Disons-le tout de suite, le style Jaenada ne plaît pas à tout le monde. Pour certains, l'auteur est foutraque, il se perd dans les détails les plus obscures (on connaîtra tout des personnages de leur date de naissance au travail de leurs parents en passant par leurs adresses successives) et digresse énormément (faire une parenthèse ne lui suffit pas, il en ouvre deux ou trois très facilement). J'entends ces reproches (pas totalement infondés, reconnaissons-le ! désolée Philippe) mais moi, quand je le lis, je l'envie surtout beaucoup. Si j'étais écrivain, ce serait sans aucun doute vers ce style que j'irai le plus; plein d'apartés et d'anecdotes, de vie et de vérité (les goûts et les couleurs...). Bon. En gros, on adhère ou pas. Vous vous en rendrez vite compte en lisant.
Revenons-en à l'histoire. Pourquoi Kaky, séduisante jeune femme de vingt ans, s'est-elle suicidée au petit matin, en 1953. Les investigations de l'auteur et de sa cohorte de sources (auteurs, chercheurs, bibliothécaires...) vont faire surgir de ce fait divers en apparence peu intéressant de nombreuses histoires passionnantes. Le lecteur est immergé dans le Paris d'après-guerre aux côtés d'une joyeuse bande surnommée "les moineaux" parce que son repère de débauche est un petit bistro miteux du nom de "chez Moineau" à Saint-Germain-des-Prés. Dans cette bande, on retrouve des jeunes en marge de la société : des délinquants, des filles trop dévergondées pour l'époque, des anarchistes, Guy Debord... Une jeunesse désabusée, rejetée par sa famille et la société en quête de liberté, d'amusement et de jouissance.
Jaenada s'attache à nous raconter l'histoire personnelle de tous ces enfants perdus mais aussi de leurs parents (car comment les comprendre si on ne sait pas d'où ils viennent?). Par ce biais, j'avoue avoir découvert plein de choses : la Cagoule, le situationnisme, l'internationale lettriste, Guy Debord. c'est très intéressant bien qu'assez dense quand, comme moi, on ne s'est jamais trop penché sur ces sujets.
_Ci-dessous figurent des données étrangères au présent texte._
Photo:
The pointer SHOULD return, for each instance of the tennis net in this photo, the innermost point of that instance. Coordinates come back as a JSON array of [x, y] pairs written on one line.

J'ai du faire mes devoirs et, comme l'auteur pour ce roman, quelques recherches pour bien comprendre (le roman se suffit à lui-même mais quand un sujet m'intéresse, j'aime bien en savoir plus).
Parmi, les Moineaux, ce sont les portraits des filles qui m'ont le plus émue. Le sort réservé à ces jeunes filles, dont le seule crime est de ne pas avoir céder devant la société qui veut les marier, les renvoyer à la maison, les purifier, est terrible. Pas d'études pour elles même si elles sont brillantes, pas de liberté, pas d'avenir qui se profile. Les filles de la bande sont, aux yeux de la société, "des filles perdues", débauchées. Régulièrement arrêtées, elles sont envoyées dans des foyers destinés à les dresser et à leur faire entendre raison : les grandes études, la liberté sexuelle, la liberté tout court, c'est pour les hommes, pas pour elles. Les rapports dressés par le personnel de ces foyers sur Kaky et ses copines sont glaçants. En les lisant, j'ai eu une pensée émue pour toutes ces femmes, brisées par la société patriarcale de l'époque. Nos mères, nos grands-mères.
Je n’attache de l’importance à rien, je laisse venir la vie, je suis mes désirs, mes impulsions, je ne me force jamais. Il paraît que je suis égoïste. Je ne vis que pour le présent. Le futur, nous y penserons quand il sera présent.
En parallèle de l'enquête, nous suivons les pérégrinations de l'auteur qui se lance dans un tour de France par les bords (non mais quelle idée !), guidé par les -pas toujours- bons conseils de Gladys, son GPS. Ce voyage sera pour lui l'occasion de découvrir des hôtels (plus ou moins miteux), des grandes roues (pas toujours accueillantes) et surtout des bars (parce qu'il faut bien s'hydrater) et pour nous de découvrir quelques anecdotes sur sa vie avec Anne-Catherine, ses humiliations passées ou son addiction à la cigarette.
Les deux récits s'imbriquent à merveille et, même si cela n'en a pas l'air de prime abord, se répondent. Là où Kaky et ses amis sont jeunes, libres, ont l'avenir devant eux, Philippe Jaenanda lui est sans cesse ramené à son âge (soixante ans c'est pourtant jeune), au temps qui passe, inexorable. Le temps a eu raison de sa désinvolture. Ça s'appelle l'âge adulte. Grandir, avoir des responsabilités, faire des choix, être raisonnable.
Kaky, elle, restera à jamais jeune, libre et désinvolte.